Много таких, которых невзлюбила, скажем, учительница в начальных классах. Я сам видел, как ради того, чтобы избавиться от такой паршивой овцы, три десятка детей превращают в сексотов, чтобы накопить факты для комиссии по делам несовершеннолетних… Да мало ли… Опять же распавшиеся полуинтеллигентные семьи. Отец ушел, мать в отчаянии, ребенок отбился от рук. Тут срабатывает комплекс Медеи — мать начинает делать все, чтобы ухудшить положение. В конце концов сама же и сдает сына сюда, порой почти сразу отказываясь от родительских прав. Своего рода месть отцу. Но ему-то, как правило, уже на все наплевать…
Вот сейчас приведут Панова. Он не в мастерской, Татьяна врет. Мальчишка третий день сидит в карцере, потому что отказался работать. Родных нет, сгинули куда-то, один дед в деревне за Можайском, но и тому он не нужен. Одиннадцать лет, здесь он — четвертый месяц. Совершенно асоциален, но при этом абсолютная память, золотые руки, отличная голова. Одна странность — практически не ощущает боли. Может упасть лицом на асфальт только для того, чтобы развлечь приятелей, и встанет с улыбкой. Не жесток, не зол, но, в сущности, — безнадежен. Не поддается никакому воздействию. Отсюда уйдет на малолетку — помогут, потом поднимется на взросляк. Сюда попал за квартирные кражи. Ты погуляй пока, мне необходимо поговорить с ним. Коллегия вручила мне защиту его старших соучастников, тут нужна конфиденциальность… Если спросят, скажешь, ты здесь с Семерниным, адвокатом.
Марк хотел было сказать что-то, но дверь распахнулась и в кабинет втерся парнишка в чистой голубой рубахе в клетку и хлопчатых штанах, еще хранящих складку. Остановившись у стола, он завертел круглой, стриженной под ноль головой, оценивая обстановку. Кожа у него была полупрозрачная, как снятое молоко, а глаза яшмово-серые, туманные, опушенные густыми девическими ресницами.

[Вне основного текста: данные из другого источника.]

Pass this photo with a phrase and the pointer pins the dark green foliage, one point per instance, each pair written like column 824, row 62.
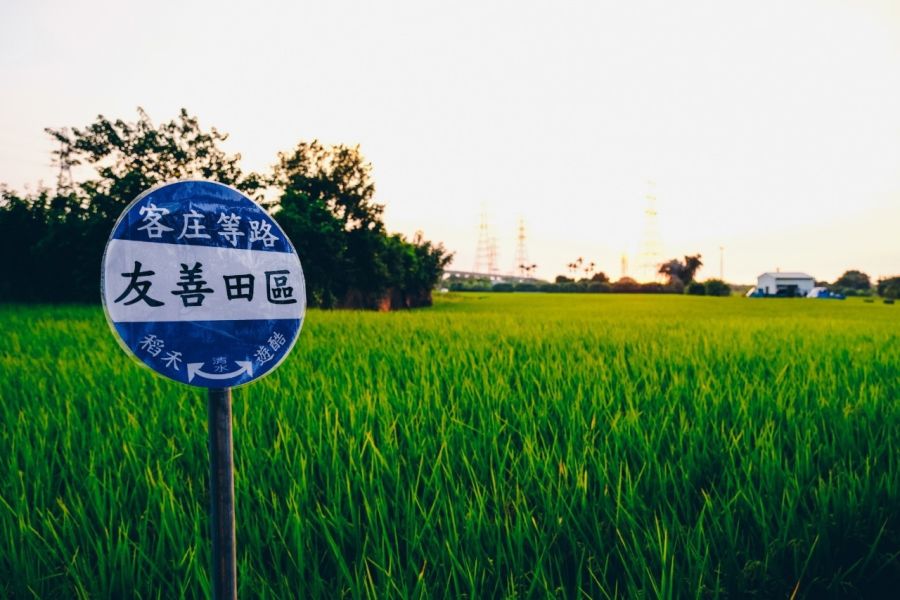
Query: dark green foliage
column 326, row 208
column 889, row 287
column 58, row 238
column 683, row 271
column 852, row 280
column 717, row 287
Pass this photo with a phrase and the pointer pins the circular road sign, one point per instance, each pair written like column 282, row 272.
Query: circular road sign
column 202, row 286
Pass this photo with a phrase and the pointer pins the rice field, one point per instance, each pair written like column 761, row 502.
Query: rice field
column 526, row 445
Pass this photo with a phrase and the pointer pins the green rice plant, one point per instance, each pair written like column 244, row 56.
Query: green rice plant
column 539, row 445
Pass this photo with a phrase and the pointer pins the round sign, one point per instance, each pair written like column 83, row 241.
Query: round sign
column 201, row 285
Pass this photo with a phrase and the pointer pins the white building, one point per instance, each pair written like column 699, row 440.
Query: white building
column 784, row 284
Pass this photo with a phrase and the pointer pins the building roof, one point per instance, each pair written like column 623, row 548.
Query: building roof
column 788, row 275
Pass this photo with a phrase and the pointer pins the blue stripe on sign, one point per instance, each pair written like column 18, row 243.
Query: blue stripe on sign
column 201, row 213
column 211, row 354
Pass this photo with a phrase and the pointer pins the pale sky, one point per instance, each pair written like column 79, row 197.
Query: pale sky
column 769, row 128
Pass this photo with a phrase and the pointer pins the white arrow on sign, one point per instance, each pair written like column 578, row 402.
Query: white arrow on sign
column 194, row 369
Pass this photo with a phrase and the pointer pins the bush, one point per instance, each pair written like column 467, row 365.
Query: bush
column 889, row 287
column 695, row 288
column 717, row 287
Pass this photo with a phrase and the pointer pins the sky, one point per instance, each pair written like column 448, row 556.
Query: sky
column 769, row 129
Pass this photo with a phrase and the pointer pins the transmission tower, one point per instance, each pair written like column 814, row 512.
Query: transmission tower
column 492, row 257
column 483, row 254
column 651, row 254
column 521, row 266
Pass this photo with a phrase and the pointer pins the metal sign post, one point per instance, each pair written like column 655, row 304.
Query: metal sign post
column 221, row 493
column 201, row 285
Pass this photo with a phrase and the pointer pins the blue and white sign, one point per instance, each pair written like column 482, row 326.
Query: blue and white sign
column 202, row 286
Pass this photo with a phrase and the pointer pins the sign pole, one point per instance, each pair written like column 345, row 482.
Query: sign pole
column 221, row 490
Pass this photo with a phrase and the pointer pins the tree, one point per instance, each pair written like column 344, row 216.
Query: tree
column 853, row 280
column 131, row 157
column 327, row 206
column 889, row 287
column 683, row 271
column 67, row 229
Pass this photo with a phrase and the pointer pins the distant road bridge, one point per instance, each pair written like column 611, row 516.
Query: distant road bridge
column 492, row 277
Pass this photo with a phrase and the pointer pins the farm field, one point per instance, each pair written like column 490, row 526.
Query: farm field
column 525, row 445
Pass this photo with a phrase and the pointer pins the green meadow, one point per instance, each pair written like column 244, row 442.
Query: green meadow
column 522, row 445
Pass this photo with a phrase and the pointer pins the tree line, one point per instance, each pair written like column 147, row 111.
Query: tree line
column 322, row 196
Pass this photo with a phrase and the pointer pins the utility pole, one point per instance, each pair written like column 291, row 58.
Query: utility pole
column 722, row 263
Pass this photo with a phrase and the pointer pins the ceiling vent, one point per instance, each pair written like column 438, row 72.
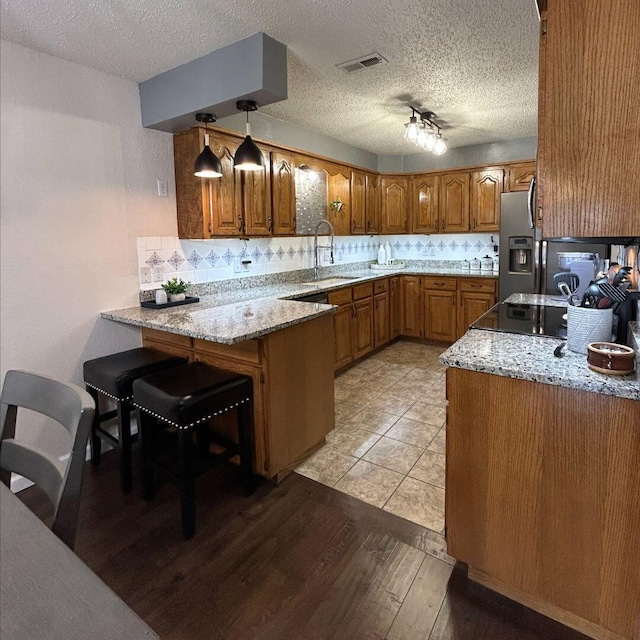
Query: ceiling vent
column 370, row 60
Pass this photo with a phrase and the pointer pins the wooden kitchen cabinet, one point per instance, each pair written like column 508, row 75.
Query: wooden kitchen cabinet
column 542, row 499
column 283, row 194
column 454, row 202
column 381, row 312
column 425, row 216
column 440, row 298
column 395, row 204
column 339, row 190
column 293, row 410
column 475, row 297
column 372, row 202
column 411, row 306
column 256, row 198
column 358, row 202
column 395, row 312
column 519, row 176
column 206, row 207
column 486, row 188
column 588, row 119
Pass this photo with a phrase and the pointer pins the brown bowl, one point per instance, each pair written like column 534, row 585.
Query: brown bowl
column 610, row 358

— Что так долго? — спросил адвокат, кивая Марку на дверь. — Тебя что, Александр, переодевали?..
Марк шагнул в коридор, где, словно изваяние на носу корабля, возвышалась Татьяна Наумовна.
— Вы сотрудник Дмитрия Константиновича? — очень высоким голосом осведомилась она, пропуская его вперед. Марк кивнул. — Насколько я помню, вас не было в прошлый раз. Хотите осмотреть школу?